Formulation of biopharmaceuticals poses numerous challenges related to the chemical and physical properties of drugs, and the fact that nearly all such products are injected.
Formulation development is a “big piece of the drug development puzzle,” says M. Byron Kneller, Ph.D., associate director for analytical and formulation development at contract manufacturer and development firm CMC Biologics. The company specializes in early- and production-stage formulation development, not only for its manufacturing clients but also through standalone contract work.
Most of CMC’s customers are early-stage developers of biotherapeutics preparing for their first clinical cGMP batches. With such “young” projects, the key hurdles are logistical.
“Our main challenges are acquiring enough material to conduct all the formulation and stability studies,” notes Dr. Kneller. Material demand is particularly high for studies on highly concentrated protein drugs.
In many instances, when customers ask CMC to redesign the process from the cell line up, there is no material at all to work with. Formulation development may even stall until CMC’s manufacturing team can prepare sufficient material and work out upstream and downstream steps.
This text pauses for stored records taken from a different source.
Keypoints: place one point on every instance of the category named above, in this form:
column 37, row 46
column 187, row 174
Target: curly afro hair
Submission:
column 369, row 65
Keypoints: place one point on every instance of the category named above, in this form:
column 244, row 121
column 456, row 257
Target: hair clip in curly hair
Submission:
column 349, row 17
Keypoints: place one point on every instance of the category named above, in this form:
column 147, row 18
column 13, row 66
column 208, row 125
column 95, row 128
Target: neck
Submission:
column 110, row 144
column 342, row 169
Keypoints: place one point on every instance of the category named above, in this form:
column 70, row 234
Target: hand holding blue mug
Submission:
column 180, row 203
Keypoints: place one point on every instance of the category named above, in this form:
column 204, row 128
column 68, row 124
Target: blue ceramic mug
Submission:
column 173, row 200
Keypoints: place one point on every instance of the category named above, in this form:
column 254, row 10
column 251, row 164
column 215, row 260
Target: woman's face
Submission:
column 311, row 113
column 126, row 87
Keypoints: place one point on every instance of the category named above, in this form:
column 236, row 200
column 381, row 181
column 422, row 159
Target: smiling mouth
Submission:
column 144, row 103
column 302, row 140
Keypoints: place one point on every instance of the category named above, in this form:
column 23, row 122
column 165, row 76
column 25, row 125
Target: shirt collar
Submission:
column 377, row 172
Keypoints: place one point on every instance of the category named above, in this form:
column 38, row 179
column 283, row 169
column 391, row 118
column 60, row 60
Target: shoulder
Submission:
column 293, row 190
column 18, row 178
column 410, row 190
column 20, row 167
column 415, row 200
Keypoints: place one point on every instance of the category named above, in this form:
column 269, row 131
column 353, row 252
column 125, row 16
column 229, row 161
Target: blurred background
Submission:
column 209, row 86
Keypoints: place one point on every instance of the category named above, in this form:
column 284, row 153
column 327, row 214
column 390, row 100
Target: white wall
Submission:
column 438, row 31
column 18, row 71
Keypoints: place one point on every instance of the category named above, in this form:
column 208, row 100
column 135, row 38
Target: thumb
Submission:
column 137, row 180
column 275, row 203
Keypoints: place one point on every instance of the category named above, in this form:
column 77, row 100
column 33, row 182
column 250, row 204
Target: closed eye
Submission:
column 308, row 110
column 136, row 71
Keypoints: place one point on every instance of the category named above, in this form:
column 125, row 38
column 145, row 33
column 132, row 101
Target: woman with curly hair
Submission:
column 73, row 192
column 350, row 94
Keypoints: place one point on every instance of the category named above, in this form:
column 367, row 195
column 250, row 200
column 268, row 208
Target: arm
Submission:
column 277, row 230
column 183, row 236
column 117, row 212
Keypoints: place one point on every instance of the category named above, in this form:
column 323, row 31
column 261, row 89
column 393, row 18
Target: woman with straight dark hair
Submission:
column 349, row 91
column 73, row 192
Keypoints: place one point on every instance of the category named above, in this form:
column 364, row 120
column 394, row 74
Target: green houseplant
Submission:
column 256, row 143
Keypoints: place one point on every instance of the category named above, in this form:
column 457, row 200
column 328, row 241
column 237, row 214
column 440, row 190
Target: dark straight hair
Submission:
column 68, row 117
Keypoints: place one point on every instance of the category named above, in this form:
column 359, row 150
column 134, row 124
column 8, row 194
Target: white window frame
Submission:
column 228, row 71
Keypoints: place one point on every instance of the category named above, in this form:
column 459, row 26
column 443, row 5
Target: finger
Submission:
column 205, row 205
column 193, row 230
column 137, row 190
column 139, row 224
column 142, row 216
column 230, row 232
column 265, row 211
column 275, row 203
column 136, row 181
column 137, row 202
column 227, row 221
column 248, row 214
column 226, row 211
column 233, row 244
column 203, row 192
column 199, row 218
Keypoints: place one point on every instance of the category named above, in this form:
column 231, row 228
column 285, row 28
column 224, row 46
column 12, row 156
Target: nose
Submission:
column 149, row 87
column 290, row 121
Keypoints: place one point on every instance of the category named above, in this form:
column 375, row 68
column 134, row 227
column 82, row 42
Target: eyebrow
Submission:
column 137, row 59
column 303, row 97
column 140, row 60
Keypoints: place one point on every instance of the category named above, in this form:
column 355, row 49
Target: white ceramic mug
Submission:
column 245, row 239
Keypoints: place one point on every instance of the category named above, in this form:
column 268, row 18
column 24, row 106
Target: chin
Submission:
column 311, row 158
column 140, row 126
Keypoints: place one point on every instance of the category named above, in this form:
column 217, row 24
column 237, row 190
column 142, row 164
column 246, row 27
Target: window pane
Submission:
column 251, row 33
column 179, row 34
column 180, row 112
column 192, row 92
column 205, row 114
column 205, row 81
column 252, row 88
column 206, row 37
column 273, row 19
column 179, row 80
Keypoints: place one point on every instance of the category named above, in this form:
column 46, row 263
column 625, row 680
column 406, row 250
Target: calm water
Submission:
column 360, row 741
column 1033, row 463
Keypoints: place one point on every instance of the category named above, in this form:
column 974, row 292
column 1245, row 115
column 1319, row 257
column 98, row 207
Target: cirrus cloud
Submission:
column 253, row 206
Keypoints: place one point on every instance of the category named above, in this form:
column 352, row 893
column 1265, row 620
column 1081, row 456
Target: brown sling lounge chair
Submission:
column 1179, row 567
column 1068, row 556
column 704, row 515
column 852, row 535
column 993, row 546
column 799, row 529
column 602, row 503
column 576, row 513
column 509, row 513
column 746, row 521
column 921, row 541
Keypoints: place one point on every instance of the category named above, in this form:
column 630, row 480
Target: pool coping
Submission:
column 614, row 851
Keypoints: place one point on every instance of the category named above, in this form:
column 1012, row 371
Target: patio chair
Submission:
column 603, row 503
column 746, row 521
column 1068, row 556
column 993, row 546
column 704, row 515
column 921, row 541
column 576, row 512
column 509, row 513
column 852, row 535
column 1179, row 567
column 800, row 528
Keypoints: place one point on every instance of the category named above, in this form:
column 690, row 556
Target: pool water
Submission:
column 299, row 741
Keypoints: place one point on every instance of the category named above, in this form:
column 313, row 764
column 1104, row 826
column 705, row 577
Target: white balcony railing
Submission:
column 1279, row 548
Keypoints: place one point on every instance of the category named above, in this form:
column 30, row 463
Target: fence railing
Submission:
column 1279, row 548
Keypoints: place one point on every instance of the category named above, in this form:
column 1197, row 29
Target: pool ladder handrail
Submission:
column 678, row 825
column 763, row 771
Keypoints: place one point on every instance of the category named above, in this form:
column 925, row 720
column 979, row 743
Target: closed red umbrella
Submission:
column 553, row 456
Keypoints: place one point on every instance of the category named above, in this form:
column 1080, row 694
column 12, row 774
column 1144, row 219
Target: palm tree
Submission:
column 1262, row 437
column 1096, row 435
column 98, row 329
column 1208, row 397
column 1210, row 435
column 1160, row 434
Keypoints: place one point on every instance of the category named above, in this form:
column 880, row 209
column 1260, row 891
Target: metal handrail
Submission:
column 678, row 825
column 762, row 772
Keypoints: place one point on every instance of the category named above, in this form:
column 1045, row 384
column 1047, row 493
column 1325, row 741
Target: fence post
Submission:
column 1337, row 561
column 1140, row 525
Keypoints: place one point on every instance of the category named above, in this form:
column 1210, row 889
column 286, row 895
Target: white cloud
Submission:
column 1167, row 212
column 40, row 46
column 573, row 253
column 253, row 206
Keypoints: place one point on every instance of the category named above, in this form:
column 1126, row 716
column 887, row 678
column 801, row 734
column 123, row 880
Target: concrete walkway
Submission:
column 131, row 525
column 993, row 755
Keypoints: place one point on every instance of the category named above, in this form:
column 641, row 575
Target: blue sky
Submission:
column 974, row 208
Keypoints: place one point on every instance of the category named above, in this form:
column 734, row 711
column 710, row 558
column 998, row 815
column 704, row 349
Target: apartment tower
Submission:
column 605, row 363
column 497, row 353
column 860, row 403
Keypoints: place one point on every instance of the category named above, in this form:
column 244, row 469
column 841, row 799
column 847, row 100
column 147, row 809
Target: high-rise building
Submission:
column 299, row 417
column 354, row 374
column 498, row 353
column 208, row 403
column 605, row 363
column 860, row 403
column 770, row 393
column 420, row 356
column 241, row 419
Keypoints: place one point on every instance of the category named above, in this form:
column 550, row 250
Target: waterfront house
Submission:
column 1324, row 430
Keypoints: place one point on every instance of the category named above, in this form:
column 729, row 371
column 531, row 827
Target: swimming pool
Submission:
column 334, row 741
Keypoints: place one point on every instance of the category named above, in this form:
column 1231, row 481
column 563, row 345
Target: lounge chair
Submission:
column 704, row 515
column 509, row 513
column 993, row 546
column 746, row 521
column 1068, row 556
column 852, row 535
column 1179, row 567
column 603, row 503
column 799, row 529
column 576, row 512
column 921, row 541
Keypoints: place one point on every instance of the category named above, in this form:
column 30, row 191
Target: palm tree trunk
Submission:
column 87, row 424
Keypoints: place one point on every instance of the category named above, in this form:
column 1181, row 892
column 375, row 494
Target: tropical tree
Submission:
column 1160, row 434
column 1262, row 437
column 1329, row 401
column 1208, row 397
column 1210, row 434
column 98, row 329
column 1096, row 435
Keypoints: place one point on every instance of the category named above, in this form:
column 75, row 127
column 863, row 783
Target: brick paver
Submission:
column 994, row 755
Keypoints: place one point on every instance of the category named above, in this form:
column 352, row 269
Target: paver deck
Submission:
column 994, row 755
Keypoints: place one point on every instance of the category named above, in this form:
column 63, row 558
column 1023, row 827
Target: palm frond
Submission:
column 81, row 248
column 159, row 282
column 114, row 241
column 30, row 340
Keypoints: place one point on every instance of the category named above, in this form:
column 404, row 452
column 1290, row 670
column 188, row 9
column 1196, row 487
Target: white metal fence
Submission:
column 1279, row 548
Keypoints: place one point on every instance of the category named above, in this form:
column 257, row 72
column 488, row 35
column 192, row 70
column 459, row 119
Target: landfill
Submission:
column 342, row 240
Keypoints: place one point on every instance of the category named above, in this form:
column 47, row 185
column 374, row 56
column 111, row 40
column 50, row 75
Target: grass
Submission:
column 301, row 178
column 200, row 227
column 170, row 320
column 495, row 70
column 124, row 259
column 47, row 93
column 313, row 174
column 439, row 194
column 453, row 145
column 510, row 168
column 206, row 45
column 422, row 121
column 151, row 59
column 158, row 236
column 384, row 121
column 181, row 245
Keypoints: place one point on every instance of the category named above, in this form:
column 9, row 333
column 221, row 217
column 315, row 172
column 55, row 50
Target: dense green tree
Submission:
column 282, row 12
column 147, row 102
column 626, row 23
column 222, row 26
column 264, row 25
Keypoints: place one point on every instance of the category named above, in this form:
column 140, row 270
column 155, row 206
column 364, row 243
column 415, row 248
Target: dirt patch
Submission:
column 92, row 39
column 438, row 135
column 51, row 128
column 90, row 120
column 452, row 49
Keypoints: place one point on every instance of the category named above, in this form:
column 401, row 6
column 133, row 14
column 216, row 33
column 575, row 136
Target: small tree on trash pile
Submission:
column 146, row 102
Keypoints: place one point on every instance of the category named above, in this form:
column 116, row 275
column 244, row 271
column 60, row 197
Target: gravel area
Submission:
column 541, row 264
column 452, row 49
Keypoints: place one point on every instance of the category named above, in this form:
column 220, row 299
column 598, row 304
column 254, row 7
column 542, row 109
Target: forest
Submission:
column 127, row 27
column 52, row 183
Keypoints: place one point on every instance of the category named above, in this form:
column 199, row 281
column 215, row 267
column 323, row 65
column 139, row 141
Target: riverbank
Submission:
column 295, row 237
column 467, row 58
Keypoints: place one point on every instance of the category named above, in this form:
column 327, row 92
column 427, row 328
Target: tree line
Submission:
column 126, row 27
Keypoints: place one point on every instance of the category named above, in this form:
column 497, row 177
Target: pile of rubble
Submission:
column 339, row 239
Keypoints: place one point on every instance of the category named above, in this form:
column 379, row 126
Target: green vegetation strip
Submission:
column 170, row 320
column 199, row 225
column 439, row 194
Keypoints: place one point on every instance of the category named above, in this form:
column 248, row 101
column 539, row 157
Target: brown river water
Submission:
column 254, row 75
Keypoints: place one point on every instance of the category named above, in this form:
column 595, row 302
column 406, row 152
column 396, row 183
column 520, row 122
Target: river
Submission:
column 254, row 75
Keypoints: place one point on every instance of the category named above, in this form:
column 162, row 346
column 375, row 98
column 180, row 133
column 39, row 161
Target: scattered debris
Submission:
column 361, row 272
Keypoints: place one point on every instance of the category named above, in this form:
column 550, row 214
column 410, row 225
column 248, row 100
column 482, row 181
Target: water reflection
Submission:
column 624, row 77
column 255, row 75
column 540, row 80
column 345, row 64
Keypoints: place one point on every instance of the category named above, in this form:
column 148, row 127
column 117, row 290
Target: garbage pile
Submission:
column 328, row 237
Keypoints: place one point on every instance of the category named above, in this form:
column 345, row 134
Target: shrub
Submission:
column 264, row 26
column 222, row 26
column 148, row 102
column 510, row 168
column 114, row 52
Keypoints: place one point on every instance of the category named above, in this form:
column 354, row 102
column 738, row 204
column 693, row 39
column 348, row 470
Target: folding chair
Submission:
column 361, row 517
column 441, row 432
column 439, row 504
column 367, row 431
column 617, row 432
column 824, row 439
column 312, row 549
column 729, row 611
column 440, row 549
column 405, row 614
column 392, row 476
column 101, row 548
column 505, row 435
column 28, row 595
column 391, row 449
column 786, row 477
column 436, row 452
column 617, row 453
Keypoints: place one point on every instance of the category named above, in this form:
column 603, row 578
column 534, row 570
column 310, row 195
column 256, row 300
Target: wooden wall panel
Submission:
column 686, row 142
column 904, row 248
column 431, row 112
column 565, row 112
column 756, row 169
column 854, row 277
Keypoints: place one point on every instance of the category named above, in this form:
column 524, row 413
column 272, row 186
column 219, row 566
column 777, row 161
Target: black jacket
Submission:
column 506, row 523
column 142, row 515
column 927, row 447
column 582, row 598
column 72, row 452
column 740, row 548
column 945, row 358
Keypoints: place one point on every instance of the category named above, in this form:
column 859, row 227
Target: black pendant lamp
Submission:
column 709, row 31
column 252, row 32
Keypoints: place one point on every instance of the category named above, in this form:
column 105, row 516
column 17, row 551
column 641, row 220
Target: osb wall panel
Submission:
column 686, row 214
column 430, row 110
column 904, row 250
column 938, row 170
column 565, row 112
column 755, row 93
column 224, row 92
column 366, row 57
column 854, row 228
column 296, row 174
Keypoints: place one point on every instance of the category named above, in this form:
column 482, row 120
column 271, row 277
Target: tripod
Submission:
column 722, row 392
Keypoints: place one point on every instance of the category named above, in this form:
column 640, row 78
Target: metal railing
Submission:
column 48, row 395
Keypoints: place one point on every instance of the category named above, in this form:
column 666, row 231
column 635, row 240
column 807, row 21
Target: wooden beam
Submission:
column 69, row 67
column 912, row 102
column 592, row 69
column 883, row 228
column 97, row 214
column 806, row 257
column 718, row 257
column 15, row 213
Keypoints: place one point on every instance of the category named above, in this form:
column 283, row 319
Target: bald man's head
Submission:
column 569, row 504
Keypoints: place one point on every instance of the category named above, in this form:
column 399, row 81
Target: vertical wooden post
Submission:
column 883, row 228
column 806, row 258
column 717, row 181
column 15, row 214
A related issue involves the stage at which defining formulation studies occur. “We try to do as much as we can early in development, but we attempt to save our pivotal studies for the end, when we have lots of material and the process is more or less locked. The final material we use should be representative of the drug substance produced during Phase III and beyond,” explains Dr. Kneller.
Even when material is scarce, or not representative of the final process output, it is possible to perform stress-degrading studies and to obtain some idea of factors that promote stability, and those that don’t. “For some molecules it might be oxidation, for others pH or heat,” continues Dr. Kneller. Such “preformulation” studies also help identify suitable analytical methods, and even guide downstream processing.
CMC has employed high-throughput and design-of-experiment approaches to obtain the most data, in timely fashion, from the smallest quantity of material. This strategy applies to liquid formulation as well as lyophilization.
Recent articles in GEN have highlighted the power of design-of-experiment and high-throughput approaches to formulation development. CMC is capable of conducting formulation development in that manner.
But because of development time constraints, the final formulation may not have been thoroughly and systematically optimized for that particular protein. “Sometimes customers only have time for a formulation that is good enough, that is suitable for clinical testing” admits Dr. Kneller. “They want a formulation that will serve them in Phases I and II, but in many cases it’s perfectly fine beyond that as well.”